Lithuania suing Russian energy giant Gazprom
04.10.12 @ 09:25
BRUSSELS - Lithuania has highlighted that Russian energy giant Gazprom is facing a series of billion-euro lawsuits on alleged price-fixing, as well as the recently-opened European Commission probe.
Vilnius is prosecuting a €1.4 billion legal action against it at the Stockholm Arbitration Tribunal for alleged distortion of gas prices in Lithuania between 2004 and 2012.
Lithuania's Prime Minister Andrius Kubilius on Wednesday (3 October) said in a statement that German and Polish companies have also filed Gazprom cases.
"In this respect Lithuania is following suit," said Kubilius.
Lithuania is entirely dependent on Gazprom for its gas supplies and imports more than 80 percent of its energy from Russia.
The small Baltic nation sold off its majority share in AB Lietuvos dujos, its national gas operator, to Gazprom some 10 years ago.
Lithuania's energy minister Arvydas Sekmokas pointed out that prices went from $84 dollars in 2004 to $497 in 2012 per 1,000 cubic metres of gas, reports the AFP.
Lithuania claims Gazprom assigned board members to AB Lietuvos dujos who then agreed to inflate energy prices.
"These board members could have acted in the interest of Gazprom rather than AB Lietuvos dujos, when casting their vote regarding amendments to the gas supply agreement," said Kubilius’ office in a statement.
The decision to file the lawsuit was influenced by the 4 September launch of a European Commission probe into allegations of price fixing by the energy giant in Bulgaria, the Czech Republic, Estonia, Hungary, Latvia, Lithuania, Poland and Slovakia.
"The fact that the European Commission started an official inquiry into the Gazprom’s suspected unfair price policy in central and eastern Europe is of crucial importance," Kubilius noted.
The commission claims Gazprom may have divided gas markets by obstructing the free flow of gas across member states, deliberately obstructed the diversification of gas supply and imposed unfair prices.
Gazprom initially dismissed the investigation as an EU attempt to extort money for poor member states.

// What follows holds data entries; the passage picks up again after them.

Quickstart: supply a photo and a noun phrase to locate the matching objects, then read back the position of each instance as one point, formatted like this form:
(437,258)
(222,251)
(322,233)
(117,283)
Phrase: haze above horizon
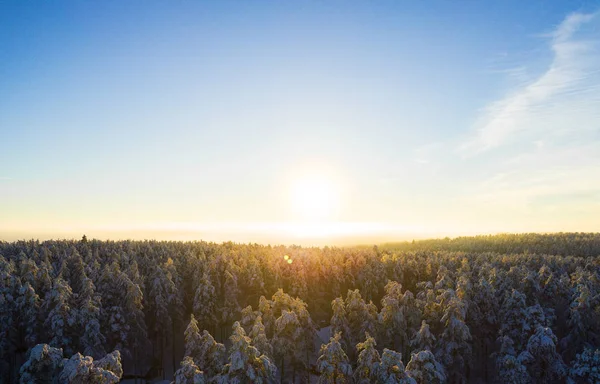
(298,122)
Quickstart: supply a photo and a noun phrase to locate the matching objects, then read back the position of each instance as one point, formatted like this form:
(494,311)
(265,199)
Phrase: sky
(298,122)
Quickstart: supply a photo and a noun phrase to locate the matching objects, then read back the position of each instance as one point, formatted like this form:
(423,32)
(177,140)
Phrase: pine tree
(287,334)
(586,366)
(193,340)
(545,365)
(392,316)
(424,339)
(189,373)
(514,319)
(424,368)
(339,322)
(368,361)
(454,349)
(333,363)
(43,365)
(246,365)
(259,338)
(87,312)
(212,355)
(509,367)
(81,369)
(391,369)
(28,309)
(60,317)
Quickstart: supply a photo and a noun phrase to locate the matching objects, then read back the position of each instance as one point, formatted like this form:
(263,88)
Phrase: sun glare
(314,198)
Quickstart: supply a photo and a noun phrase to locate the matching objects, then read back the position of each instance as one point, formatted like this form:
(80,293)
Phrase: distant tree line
(498,309)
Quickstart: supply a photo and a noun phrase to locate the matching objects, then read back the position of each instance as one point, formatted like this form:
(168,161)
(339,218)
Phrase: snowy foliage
(510,368)
(189,373)
(368,361)
(333,363)
(43,364)
(544,363)
(81,369)
(259,338)
(424,368)
(450,297)
(211,355)
(586,366)
(391,369)
(246,364)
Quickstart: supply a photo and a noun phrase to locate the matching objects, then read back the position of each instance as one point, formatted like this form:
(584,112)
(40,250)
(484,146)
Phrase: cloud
(562,100)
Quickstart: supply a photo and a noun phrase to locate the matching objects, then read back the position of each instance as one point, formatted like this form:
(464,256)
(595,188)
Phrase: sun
(314,198)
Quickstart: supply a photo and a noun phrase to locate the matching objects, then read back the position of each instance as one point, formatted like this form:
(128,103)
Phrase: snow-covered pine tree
(247,317)
(544,364)
(60,317)
(333,363)
(392,317)
(424,368)
(259,338)
(287,334)
(454,348)
(87,312)
(424,339)
(212,355)
(205,303)
(514,318)
(188,373)
(367,362)
(193,340)
(391,369)
(43,365)
(266,311)
(81,369)
(28,312)
(246,365)
(509,367)
(339,322)
(586,367)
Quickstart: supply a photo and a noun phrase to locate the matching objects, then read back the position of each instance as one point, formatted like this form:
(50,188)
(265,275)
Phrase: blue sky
(179,119)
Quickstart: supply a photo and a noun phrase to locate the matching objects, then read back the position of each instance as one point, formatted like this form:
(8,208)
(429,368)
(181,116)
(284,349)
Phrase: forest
(487,309)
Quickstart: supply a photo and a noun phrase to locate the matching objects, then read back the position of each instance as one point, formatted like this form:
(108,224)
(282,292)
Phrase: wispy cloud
(563,99)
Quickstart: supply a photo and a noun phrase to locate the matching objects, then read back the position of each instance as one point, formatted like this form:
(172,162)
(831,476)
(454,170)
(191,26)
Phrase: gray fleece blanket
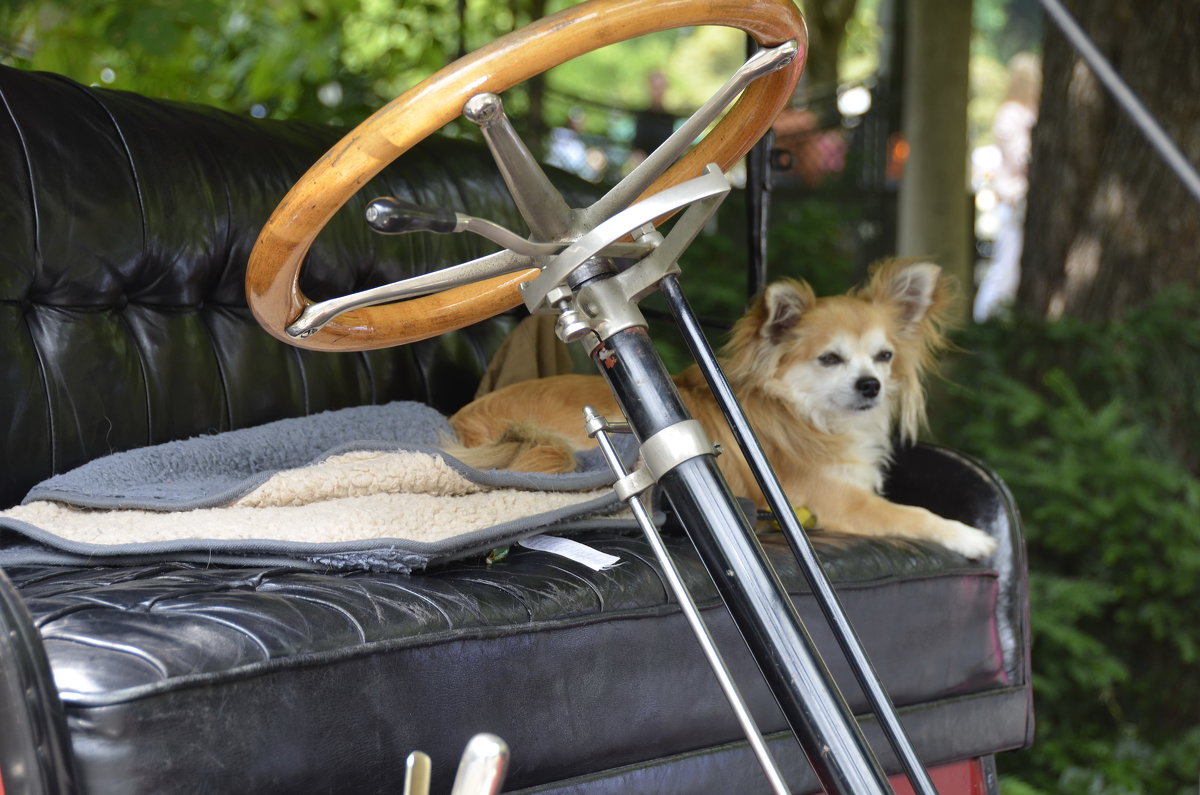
(364,488)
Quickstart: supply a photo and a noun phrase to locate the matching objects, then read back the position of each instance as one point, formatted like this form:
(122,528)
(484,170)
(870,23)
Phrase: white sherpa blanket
(307,490)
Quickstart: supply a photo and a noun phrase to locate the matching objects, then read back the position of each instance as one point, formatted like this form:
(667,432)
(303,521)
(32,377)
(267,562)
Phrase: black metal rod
(827,598)
(757,202)
(757,601)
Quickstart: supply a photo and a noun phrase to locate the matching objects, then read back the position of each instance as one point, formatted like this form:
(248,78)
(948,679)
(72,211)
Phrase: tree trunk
(935,211)
(1108,223)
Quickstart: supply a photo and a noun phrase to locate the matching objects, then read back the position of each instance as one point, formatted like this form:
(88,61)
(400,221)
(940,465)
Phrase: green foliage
(1084,424)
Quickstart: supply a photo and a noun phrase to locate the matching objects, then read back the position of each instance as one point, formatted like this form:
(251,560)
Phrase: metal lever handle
(390,215)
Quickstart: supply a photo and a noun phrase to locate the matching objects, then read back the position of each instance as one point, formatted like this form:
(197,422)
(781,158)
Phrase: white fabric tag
(593,559)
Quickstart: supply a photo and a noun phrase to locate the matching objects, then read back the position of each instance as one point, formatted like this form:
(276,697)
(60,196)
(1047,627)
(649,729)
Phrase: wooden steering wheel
(274,268)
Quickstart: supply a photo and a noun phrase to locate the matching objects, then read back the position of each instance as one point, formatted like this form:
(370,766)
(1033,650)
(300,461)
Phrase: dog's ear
(785,302)
(913,287)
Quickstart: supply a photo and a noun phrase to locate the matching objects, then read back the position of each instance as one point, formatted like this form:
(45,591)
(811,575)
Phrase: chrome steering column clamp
(659,454)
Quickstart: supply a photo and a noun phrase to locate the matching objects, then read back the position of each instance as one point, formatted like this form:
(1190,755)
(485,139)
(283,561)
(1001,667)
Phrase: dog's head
(853,357)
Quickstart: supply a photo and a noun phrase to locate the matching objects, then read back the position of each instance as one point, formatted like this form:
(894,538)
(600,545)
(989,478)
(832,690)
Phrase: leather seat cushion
(282,677)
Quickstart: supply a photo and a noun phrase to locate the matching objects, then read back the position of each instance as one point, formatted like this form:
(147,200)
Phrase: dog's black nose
(868,386)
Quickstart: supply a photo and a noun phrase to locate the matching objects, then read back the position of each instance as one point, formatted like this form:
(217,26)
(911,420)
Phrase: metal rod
(757,601)
(658,161)
(827,598)
(671,572)
(757,202)
(1128,101)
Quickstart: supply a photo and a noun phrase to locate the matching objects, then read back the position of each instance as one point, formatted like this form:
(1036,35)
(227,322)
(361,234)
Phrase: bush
(1093,428)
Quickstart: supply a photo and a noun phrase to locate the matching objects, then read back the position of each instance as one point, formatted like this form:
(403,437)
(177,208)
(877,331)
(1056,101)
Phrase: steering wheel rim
(274,268)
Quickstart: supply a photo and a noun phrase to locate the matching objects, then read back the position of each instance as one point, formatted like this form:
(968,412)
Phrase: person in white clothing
(1012,127)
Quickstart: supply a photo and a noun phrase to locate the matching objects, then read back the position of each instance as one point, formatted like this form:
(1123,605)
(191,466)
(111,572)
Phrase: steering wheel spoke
(429,305)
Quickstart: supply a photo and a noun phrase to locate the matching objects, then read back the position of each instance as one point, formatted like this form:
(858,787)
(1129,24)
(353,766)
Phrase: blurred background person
(1012,129)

Russian President Vladimir Putin later passed a law to block the company from co-operating with EU anti-trust officials.
Meanwhile, the closure of Lithuania’s Ignalina power plant may have aggravated its energy dependency.
Vilnius claims the plant produced more than 70 percent of its electricity but was required to shut down production as a pre-condition for joining the EU in 2004. Plans for a new power plant are underway.
Lithuania is also unable to import electricity from other EU countries because of its Soviet-era network but is currently working on a number of projects to expand its energy systems with Sweden, Poland and regional Baltic states.